Tuberculin skin test

Tuberculin skin testing is less useful in patients with HIV infection compared with HIV uninfected patients.  We do not recommend tuberculin skin testing in patients with suspected HIV/TB co-infection or as a screening test for tuberculosis in HIV infected patients. New immune-based detection tests [such as those using gamma interferon production from TB specific T cells] appear to have better sensitivity than tuberculin tests, however correlation of positive results with outcome in patients with low CD4 counts is required.

Chemopreventative therapy

We do not recommend routine chemo-preventative therapy for HIV infected patients. Close contacts of people who have infectious TB should be followed up and offered chemo-preventative therapy [see BTS guidelines].  Data suggest that HAART is effective in reducing the incidence of new tuberculosis and we recommend that all HIV positive patients should be offered HAART  [based on BHIVA HIV treatment guidelines].

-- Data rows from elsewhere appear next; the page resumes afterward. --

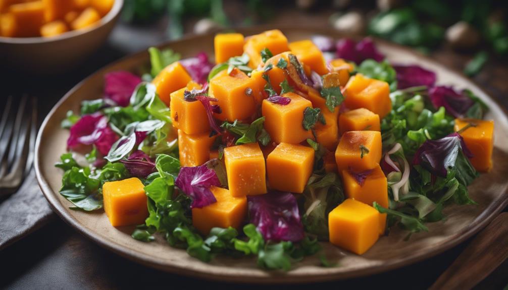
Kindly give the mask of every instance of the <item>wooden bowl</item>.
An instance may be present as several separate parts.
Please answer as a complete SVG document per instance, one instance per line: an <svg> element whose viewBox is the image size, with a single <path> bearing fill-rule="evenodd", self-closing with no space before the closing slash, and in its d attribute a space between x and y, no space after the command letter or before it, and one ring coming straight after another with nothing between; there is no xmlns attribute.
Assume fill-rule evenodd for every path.
<svg viewBox="0 0 508 290"><path fill-rule="evenodd" d="M0 55L4 57L2 62L11 70L29 75L54 74L68 70L104 43L114 27L123 6L123 0L115 0L111 10L98 23L58 36L0 37Z"/></svg>

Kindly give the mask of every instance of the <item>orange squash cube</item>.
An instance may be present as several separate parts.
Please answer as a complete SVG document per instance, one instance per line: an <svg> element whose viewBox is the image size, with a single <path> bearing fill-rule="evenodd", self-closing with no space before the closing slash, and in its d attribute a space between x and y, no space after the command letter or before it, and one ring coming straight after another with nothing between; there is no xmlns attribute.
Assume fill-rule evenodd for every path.
<svg viewBox="0 0 508 290"><path fill-rule="evenodd" d="M97 10L89 7L81 12L78 18L71 23L74 30L82 29L91 26L101 21L101 15Z"/></svg>
<svg viewBox="0 0 508 290"><path fill-rule="evenodd" d="M105 183L104 210L113 227L139 225L148 216L145 186L136 177Z"/></svg>
<svg viewBox="0 0 508 290"><path fill-rule="evenodd" d="M310 40L296 41L289 44L291 50L300 62L308 65L310 69L320 75L325 75L330 71L325 63L323 53Z"/></svg>
<svg viewBox="0 0 508 290"><path fill-rule="evenodd" d="M234 56L243 53L243 34L219 33L213 39L215 63L226 62Z"/></svg>
<svg viewBox="0 0 508 290"><path fill-rule="evenodd" d="M166 66L158 73L152 83L155 85L159 97L170 106L171 93L185 88L192 78L185 67L176 61Z"/></svg>
<svg viewBox="0 0 508 290"><path fill-rule="evenodd" d="M314 150L310 147L289 143L279 144L266 159L270 188L302 193L313 166Z"/></svg>
<svg viewBox="0 0 508 290"><path fill-rule="evenodd" d="M41 27L41 35L44 37L56 36L68 31L67 25L61 20L46 23Z"/></svg>
<svg viewBox="0 0 508 290"><path fill-rule="evenodd" d="M216 98L212 102L220 107L220 114L214 116L221 121L246 120L256 114L256 99L249 90L257 84L237 68L228 74L226 70L218 74L210 81L210 96Z"/></svg>
<svg viewBox="0 0 508 290"><path fill-rule="evenodd" d="M217 202L192 209L194 227L204 236L207 236L212 228L239 228L247 215L247 198L234 197L229 190L220 187L212 186L210 190Z"/></svg>
<svg viewBox="0 0 508 290"><path fill-rule="evenodd" d="M381 131L379 116L365 108L344 112L339 117L339 131Z"/></svg>
<svg viewBox="0 0 508 290"><path fill-rule="evenodd" d="M113 8L115 0L90 0L90 4L96 9L101 16L104 16Z"/></svg>
<svg viewBox="0 0 508 290"><path fill-rule="evenodd" d="M44 23L44 5L42 1L19 3L11 5L9 14L16 24L15 37L34 37L41 35L41 26ZM8 21L11 21L12 19Z"/></svg>
<svg viewBox="0 0 508 290"><path fill-rule="evenodd" d="M469 125L471 124L471 125ZM494 150L494 121L472 119L455 119L455 132L466 126L460 133L466 147L473 155L471 164L479 171L486 172L492 168Z"/></svg>
<svg viewBox="0 0 508 290"><path fill-rule="evenodd" d="M342 135L335 151L339 173L351 169L361 172L373 169L381 160L381 132L350 131Z"/></svg>
<svg viewBox="0 0 508 290"><path fill-rule="evenodd" d="M349 109L365 108L381 119L392 110L390 87L386 82L357 74L347 82L344 94L344 104Z"/></svg>
<svg viewBox="0 0 508 290"><path fill-rule="evenodd" d="M270 50L273 55L288 51L289 50L288 39L278 29L268 30L247 37L243 46L243 51L250 58L249 66L256 68L263 62L261 51L265 48Z"/></svg>
<svg viewBox="0 0 508 290"><path fill-rule="evenodd" d="M178 130L178 153L182 166L199 166L210 160L210 148L216 136L209 135L209 132L190 135Z"/></svg>
<svg viewBox="0 0 508 290"><path fill-rule="evenodd" d="M261 107L265 116L265 129L276 143L284 142L298 144L312 138L312 132L303 128L303 111L312 107L308 100L294 93L286 93L284 97L291 98L287 105L281 105L264 100Z"/></svg>
<svg viewBox="0 0 508 290"><path fill-rule="evenodd" d="M379 213L363 202L348 198L328 214L330 242L358 255L379 238Z"/></svg>
<svg viewBox="0 0 508 290"><path fill-rule="evenodd" d="M265 158L259 144L249 143L225 148L224 162L231 195L266 193Z"/></svg>
<svg viewBox="0 0 508 290"><path fill-rule="evenodd" d="M332 70L339 74L339 82L340 85L344 86L349 80L350 73L353 71L354 67L353 65L342 58L336 58L330 62L330 66Z"/></svg>
<svg viewBox="0 0 508 290"><path fill-rule="evenodd" d="M184 99L184 92L193 89L199 89L201 86L190 82L183 89L170 94L170 112L173 126L181 130L185 134L198 134L210 132L206 110L199 100L186 101Z"/></svg>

Relapse and treatment failure

Patients with tuberculosis, with or without HIV infection, who appear to fail treatment or who relapse despite therapy pose particular management problems and should be referred to and discussed with clinical colleagues who have expertise in the management of HIV/TB. 

Control & prevention of TB failure

Every hospital/Trust should have in place a policy for the control and prevention of TB.  Specific consideration should be made to establishing protocols for prevention of transmission of TB to and from immunosuppressed patients.